6- Saçınıza bakım olarak ne kullanıyorsunuz? İşte son can alıcı soru. wawwww büyük soru.. ne bilmişlik sorusudur bu. "wuuu ne kadar deneyimli bu kuaför" diye düşünmediğimiz kesin. Yahu çalışan bir kadınım ben elim ayağım tutuyor. Biraz üzerime başıma bakarsan zaten az çok bakımlı olduğumu anlarsın zaten. Tabi ki bir şeyler yapıyorum. Markete falan da giderim inanır mısın? hahaha.. Ya tabi ki bakım yapıyorum. En azından günlük kullanılan markaların bile maskeleri, bir ton nemlendiricileri var. Onlardan da kullanıyorum. Onu da bırak sana bu işi öğreten bu işin babası Loreal Professional serim de var evde... Naber??? kuruyor işte saç bu. Satın almak istesem ürünü sorarım zaten size. Diziyorsunuz çünkü önüme "al,al,al" diye...
 
 
Son olarak "Saçınız mı dökülüyor?" (tabi bu soru kafanıza atılan uzun bakışlar sonrası gelir..) adamın surat gayet nanedir...  Dökülse bile bunu farkettiğini söylemen benim canımı sıkmaktan başka bir işe yaramaz! hayırdır saç mı çıkartcaksın?
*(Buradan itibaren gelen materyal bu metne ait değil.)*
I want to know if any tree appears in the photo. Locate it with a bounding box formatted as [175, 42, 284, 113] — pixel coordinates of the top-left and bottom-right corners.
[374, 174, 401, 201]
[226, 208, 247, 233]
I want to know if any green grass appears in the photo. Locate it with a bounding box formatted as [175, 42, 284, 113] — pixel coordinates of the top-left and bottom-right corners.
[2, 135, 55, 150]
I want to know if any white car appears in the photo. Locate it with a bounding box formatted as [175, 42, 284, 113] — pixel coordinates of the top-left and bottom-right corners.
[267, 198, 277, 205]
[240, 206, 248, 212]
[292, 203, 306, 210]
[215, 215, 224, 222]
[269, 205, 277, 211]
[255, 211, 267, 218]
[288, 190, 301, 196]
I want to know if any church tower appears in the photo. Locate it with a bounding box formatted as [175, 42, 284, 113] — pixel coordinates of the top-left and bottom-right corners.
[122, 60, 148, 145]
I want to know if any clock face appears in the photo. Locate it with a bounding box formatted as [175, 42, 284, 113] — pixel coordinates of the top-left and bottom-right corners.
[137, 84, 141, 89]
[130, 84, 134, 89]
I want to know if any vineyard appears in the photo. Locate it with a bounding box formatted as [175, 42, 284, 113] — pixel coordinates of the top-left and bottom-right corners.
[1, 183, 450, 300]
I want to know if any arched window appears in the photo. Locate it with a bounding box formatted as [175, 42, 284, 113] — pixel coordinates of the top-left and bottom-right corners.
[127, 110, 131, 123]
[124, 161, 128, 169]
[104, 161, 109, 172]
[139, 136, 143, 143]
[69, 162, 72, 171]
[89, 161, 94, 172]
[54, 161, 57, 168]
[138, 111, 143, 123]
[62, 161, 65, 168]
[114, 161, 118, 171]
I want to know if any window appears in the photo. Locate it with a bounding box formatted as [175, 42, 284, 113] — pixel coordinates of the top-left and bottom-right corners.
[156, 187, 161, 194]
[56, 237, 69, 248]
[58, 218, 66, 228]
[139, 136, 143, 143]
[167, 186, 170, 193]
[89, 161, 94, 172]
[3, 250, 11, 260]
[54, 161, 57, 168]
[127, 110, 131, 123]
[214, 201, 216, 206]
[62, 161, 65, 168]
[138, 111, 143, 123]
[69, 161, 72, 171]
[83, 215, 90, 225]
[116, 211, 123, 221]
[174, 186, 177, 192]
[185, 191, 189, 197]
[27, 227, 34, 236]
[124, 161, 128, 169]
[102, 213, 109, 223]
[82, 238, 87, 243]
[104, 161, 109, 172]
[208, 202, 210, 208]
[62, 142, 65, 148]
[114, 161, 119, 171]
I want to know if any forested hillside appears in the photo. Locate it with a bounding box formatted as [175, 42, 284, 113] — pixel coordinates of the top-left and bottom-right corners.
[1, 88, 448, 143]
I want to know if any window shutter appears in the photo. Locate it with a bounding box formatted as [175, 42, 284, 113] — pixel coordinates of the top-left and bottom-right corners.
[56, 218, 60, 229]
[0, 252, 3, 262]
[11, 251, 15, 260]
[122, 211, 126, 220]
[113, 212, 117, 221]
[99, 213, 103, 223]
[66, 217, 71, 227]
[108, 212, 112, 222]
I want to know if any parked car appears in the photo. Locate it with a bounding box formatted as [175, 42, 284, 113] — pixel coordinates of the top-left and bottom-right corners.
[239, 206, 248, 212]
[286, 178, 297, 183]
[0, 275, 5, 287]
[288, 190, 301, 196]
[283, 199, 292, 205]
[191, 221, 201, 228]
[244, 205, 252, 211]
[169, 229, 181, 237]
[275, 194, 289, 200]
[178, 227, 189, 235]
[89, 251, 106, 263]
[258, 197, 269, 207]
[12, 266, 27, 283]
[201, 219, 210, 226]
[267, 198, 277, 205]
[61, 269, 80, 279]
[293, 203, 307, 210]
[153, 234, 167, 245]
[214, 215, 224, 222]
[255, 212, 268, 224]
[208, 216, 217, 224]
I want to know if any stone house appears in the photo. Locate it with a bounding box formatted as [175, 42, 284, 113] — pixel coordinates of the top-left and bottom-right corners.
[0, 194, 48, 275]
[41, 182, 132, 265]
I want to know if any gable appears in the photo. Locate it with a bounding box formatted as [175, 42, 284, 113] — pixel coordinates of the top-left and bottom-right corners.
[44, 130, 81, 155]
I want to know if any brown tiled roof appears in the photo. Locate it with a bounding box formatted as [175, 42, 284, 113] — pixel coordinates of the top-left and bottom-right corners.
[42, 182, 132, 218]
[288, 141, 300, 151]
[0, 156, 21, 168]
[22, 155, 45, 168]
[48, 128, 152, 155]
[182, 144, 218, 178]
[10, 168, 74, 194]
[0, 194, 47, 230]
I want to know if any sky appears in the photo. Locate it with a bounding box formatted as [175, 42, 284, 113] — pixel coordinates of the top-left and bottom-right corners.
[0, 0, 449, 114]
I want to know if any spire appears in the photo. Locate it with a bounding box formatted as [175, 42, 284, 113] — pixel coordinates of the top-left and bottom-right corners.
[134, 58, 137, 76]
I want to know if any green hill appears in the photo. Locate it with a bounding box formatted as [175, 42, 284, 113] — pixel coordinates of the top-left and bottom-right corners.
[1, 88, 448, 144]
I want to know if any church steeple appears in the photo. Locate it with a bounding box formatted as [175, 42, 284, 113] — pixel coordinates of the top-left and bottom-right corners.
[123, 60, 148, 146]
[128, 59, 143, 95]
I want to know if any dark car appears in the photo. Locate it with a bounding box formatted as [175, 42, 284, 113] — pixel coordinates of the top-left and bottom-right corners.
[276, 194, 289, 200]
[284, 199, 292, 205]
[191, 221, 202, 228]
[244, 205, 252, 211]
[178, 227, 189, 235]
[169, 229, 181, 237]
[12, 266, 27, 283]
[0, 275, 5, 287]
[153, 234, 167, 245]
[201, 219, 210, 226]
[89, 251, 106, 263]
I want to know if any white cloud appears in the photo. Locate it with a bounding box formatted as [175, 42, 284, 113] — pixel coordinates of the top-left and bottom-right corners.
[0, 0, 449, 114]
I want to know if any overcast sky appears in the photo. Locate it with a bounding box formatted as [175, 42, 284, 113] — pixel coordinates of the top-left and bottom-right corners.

Kör müyüz biz evde kendimize bakmıyor muyuz aynamız yok mu?
 
Evet neden kuaföre çok sık gitmediğim anlaşılmıştır herhalde. Tüm bu nezaketten uzak olan hareketlere karşı kuaföre gitmiyorum arkadaşlar. Yani mutlu olacağım diye mutsuz çıkacağım bir yere gitmiyorum. Bir kaç sevdiğim dostumuz var, onlar da beni tanır, zaten çok görgülü insanlar, gidersem onlara giderim. Onun dışında yeni hevesler aramaya gerek yok.
 
Herkesin duygularına tercüman olduğumu düşünüyorum:)
Umarım ilgili kişiler de bu yazıya denk gelir ve okur.